William,
I was sitting at my dining room table putting on my makeup when I got the phone call. My face fell flat, my heart went to my stomach, and I looked over at my friend sitting next to me. I just stared and froze. It was the first moment in my 20 years on this earth that I actually felt like my heart was outside of my body and running away.
I don't know if I will ever be able to come to terms with the small period of time I had with you, but I know you are still here in every thing I do. You live on in my words and my laugh and my awkwardness. You live on in my adventures and my bucket-list items. You live on every time I use the words will power and existentialism. You live on every time I look in the mirror and want to give up but don't because I can still hold onto all the times you ran up to me in the hallway at school and picked me up from behind or licked my face. It was so disgusting. You always scared the shit out of me, but you made me smile so freaking big.

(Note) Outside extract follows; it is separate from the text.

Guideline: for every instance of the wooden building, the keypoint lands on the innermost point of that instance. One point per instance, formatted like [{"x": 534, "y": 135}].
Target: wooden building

I want to take this time to thank you for listening to my deepest secrets at 4am, for writing me honest letters even when you were doing better things like seeing the Macy's Thanksgiving Parade or sleeping on benches in the streets of New Orleans.
Remember that one year on St. Patty's Day that you needed a pair of shorts, and I let you borrow mine:
I also want this world to know that William Lamoreaux was one of the most extraordinary people who ever lived, and your legacy is one I will share until my lips fall off.
Over two years later, and my heart is crippled by the pain some nights. Losing you so young made me realize that life is not disposable. We are not invincible. Tell the person that you love just how much you love them. Right now. Tell your mom she is pretty. Tell your friend he makes you laugh. Tell your sister she inspires you. Tell everyone everything while you still can. Build your own path, your own legacy. Will, I want to make my mark the way you did.
You still annoy me to this day. I notice when you change the radio station on me or when you mess with the music in commercials on tv. I noticed that bumper sticker the other day that said Where There's a Will, There's a Way. I know I didn't always listen to you when I should have, but I'm listening to you now. I'm listening to you now, Will.